The auntness of aunts, their
bemused, hat-askance objectivity.
They belong to no one and to everyone
and can offer a child another reality.

How many times she took me home
to her apartment hoping to give
my busy mother a small reprieve
handed me a pencil and drawing pad

then made me feel like Michaelangelo.
Now thinking back, I wish I had
given back just half of what she gave to me.

Literary and Historical Notes:

It's the birthday of actress, playwright, and novelist Alice Childress, born in Charleston, South Carolina (1916). She moved with her family to Harlem as a child, and she said she decided to be a writer at her Wednesday night testimonials at her grandmother's church. She said, "I remember how people, mostly women, used to get up and tell their troubles to everybody.... I couldn't wait for person after person to tell their story." She decided she wanted to grow up and tell those women's stories to the world.

It was also her grandmother who kept encouraging her to write. Childress said, "My grandmother had no formal education, but [if I told her a story] she'd say, 'That's interesting, write it down.' I'd say, 'No, I don't want to,' but she'd say, 'Just a little bit.' And I got used to it."

Childress was primarily a playwright, and her plays included Trouble in Mind (1955), Wedding Band (1966), and Wine in the Wilderness (1969). But she's best known for her novels A Hero Ain't Nothin' but a Sandwich (1973) and A Short Walk (1979).

It's the birthday of the author and occultist Aleister Crowley, born Edward Alexander Crowley in Leamington, England (1875). As a young man he spent his time traveling around, writing poetry, and dabbling in the occult. At the turn of the century, alternative religions were all the rage, and Crowley studied yoga, Buddhism, reincarnation, Tarot card reading, and Jewish Qabalah, among other things. He was a member, along with W.B. Yeats, of a mystical society called the Hermetic Order of the Golden Dawn.

He spent his honeymoon with his first wife in Egypt, where they slept in the king's chamber of the Great Pyramid. Crowley performed a magical ritual that was supposed to illuminate the chamber with astral light. His wife wasn't impressed, but soon after, she fell into a trance, saying that she had been possessed by an ancient spirit. He wrote down everything she said under her trance, and published it as The Book of the Law (1938) which became a kind of Bible for occultists and libertines. It contains Crowley's most famous statement, "There is no law beyond do what thou wilt."

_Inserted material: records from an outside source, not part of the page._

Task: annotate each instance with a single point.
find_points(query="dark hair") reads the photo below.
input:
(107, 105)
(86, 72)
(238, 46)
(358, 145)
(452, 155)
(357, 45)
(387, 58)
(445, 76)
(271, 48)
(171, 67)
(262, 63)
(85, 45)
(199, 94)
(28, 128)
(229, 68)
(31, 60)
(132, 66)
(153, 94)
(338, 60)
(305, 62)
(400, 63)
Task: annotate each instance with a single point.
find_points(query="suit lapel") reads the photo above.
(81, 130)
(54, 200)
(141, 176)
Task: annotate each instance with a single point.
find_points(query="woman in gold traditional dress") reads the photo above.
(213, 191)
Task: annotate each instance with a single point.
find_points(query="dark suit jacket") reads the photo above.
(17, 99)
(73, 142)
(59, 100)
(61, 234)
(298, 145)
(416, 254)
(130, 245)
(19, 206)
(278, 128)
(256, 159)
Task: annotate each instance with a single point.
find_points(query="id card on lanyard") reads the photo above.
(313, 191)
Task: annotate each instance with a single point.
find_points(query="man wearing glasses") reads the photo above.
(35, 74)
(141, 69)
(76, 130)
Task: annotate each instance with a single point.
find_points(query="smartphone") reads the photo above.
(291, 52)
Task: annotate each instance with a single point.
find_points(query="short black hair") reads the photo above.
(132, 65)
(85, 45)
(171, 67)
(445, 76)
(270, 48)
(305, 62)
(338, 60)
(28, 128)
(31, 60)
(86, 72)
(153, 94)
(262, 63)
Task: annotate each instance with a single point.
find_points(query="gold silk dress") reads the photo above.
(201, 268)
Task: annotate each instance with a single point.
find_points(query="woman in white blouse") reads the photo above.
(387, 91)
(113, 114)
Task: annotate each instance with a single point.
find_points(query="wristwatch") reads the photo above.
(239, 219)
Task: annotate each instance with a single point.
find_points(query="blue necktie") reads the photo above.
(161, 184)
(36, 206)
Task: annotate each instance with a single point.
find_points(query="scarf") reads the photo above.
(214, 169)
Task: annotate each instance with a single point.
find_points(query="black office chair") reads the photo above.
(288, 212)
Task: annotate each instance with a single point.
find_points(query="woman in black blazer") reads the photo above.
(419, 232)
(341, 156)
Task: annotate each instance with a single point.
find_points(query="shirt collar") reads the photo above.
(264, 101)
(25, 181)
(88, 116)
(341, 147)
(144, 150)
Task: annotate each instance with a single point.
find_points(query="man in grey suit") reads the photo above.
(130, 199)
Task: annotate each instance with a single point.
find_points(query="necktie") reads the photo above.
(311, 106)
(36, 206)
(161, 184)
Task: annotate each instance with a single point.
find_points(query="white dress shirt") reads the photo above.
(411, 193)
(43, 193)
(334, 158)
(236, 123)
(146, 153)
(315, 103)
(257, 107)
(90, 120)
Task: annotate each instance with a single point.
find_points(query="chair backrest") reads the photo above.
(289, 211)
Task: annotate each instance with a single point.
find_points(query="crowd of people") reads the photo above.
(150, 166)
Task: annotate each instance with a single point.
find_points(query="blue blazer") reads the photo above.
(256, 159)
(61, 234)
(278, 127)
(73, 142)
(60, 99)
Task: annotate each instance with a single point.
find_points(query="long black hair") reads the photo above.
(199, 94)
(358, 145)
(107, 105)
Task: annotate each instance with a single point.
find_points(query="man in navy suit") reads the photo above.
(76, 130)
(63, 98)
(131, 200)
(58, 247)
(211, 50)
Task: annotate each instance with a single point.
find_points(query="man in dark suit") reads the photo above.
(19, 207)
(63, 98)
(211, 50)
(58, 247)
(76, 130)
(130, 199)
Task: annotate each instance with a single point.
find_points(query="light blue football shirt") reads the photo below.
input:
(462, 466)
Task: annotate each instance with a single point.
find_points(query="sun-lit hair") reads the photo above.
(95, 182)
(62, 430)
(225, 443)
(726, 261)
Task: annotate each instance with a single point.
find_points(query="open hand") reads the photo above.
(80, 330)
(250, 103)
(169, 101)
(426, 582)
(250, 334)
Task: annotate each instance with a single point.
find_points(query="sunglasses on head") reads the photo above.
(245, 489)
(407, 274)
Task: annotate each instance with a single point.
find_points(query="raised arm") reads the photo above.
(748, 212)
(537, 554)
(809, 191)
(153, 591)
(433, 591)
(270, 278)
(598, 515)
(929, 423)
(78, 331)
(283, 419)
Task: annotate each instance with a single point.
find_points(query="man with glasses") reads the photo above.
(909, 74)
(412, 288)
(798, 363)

He went on to found a commune in Sicily during the 1920's that became notorious for alleged black magic rituals, drug use, and free love. A tabloid journalist called Crowley, "The wickedest man in the world." But he was actually on the decline at the time, and by 1947, he died in obscurity.

Crowley didn't become famous again until twenty years after his death, when John Lennon chose to include his image on the cover of the Beatles' album Sergeant Pepper's Lonely Hearts Club Band (1967). Suddenly, he became a prophet to rock stars and hippies. Most of his books, including his autobiography The Confessions of Aleister Crowley (1969) have been in print ever since.

It's the birthday of the poet and translator Robert Fitzgerald, born in Geneva, New York (1910). He's regarded as having produced the most beautiful English translations of Homer's The Iliad and The Odyssey in the last century. He began translating for a living because he failed at trying to be a journalist. He said, "I worked hard and learned much from the big-city savvy of [the] city editor, but I never learned to write at high speed."

One of his former teachers from prep school asked him if he wanted to try translating a Greek tragedy. He did, and it was broadcast on the BBC to great acclaim. He went on to translate several more Greek plays for the radio, including Oedipus at Colonus (1941) and Oedipus Rex (1949).

Ever since he had first read Homer as a college student, he'd wanted to try translating his work, but it wasn't until he won a Guggenheim fellowship in 1953 that he began work on The Odyssey (1961). It took him ten years to finish it, and he spent part of that time traveling to the various places mentioned by Homer, so that he could capture them correctly in English. His translation of The Odyssey was such a success that he took another twelve years to translate The Iliad (1974).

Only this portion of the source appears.